もし管の中を直接見ることができるカメラがあれば、現状をすぐに把握でき、問題点に応じた適切な維持管理によって、水道管そのものの長寿命化にもつながるのではないか。創業者の頭には、そんな思いが芽生えていました。
「見るには掘るしかない」という壁
水道局の職員の方々にこの構想を話すと、「それができたら本当にいいね」という声が返ってきました。しかし冷静に考えれば、水道管の内部を見るためには管そのものを掘り出す必要があり、それは当然のことのようにも思われました。

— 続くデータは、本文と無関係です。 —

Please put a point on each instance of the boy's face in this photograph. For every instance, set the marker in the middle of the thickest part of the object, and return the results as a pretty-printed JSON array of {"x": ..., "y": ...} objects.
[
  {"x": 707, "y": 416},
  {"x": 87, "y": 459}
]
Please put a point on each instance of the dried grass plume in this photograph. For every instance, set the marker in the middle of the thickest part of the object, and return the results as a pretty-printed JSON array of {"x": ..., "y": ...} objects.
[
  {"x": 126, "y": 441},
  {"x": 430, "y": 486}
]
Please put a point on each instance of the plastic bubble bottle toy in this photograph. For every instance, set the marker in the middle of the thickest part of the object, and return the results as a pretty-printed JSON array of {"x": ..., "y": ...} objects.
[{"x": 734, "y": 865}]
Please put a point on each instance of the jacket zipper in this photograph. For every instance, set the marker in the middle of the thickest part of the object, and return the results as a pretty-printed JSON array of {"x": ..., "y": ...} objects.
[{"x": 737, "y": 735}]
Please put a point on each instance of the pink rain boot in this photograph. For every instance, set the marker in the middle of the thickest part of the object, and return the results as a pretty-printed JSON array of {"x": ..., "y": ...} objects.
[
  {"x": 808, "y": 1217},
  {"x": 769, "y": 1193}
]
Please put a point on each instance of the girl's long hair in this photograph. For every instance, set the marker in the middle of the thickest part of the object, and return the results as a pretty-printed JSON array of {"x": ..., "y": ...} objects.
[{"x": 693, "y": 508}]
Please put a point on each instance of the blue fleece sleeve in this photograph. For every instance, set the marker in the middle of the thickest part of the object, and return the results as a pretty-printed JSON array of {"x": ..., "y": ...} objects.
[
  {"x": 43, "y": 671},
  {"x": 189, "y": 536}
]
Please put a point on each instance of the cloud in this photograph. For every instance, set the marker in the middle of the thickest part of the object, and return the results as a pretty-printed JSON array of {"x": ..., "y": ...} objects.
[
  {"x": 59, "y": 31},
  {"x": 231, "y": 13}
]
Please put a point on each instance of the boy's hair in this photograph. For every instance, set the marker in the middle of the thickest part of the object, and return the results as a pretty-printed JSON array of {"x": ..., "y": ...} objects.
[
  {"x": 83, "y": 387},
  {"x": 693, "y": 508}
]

突破口となったのは、地下式空気弁内蔵消火栓やボール式消火栓の開発に携わる中で得た気づきです。日頃何気なく目にしていたボール式補修弁のすぐ下には、本管が通っている——この当たり前の事実に、あらためて光が当たりました。ある人との会話の中で、「本管に直接アクセスできるのは、この補修弁か急速空気弁の下しかない」という言葉を得たのです。幸い、当社はその補修弁を自社で製造していたことから、この構想に本格的に取り組む道が開けました。
「不断水」という答え、そして未来へ
周囲からは「そんなカメラがあれば願ってもないことだ」という声が寄せられました。既設の施設を活用し、水を止めることなく管内を調査できれば、土工事そのものを大幅に減らせるのではないか——その確信が、開発への挑戦を後押ししました。
土工事をせず、断水することもなく水道管の内面を調査できれば、仕事は早く、安く、そして確実になり、水道インフラの維持管理という分野を大きく前進させられる。この創業者の想いこそが、不断水内視鏡カメラという技術の原点です。
今日私たちが提供する技術は、この一つの発想から生まれました。これからも、暮らしを支える水道インフラの「今」を確かな目で捉え、次の世代へと引き継いでいくために、技術の研鑽を重ねてまいります。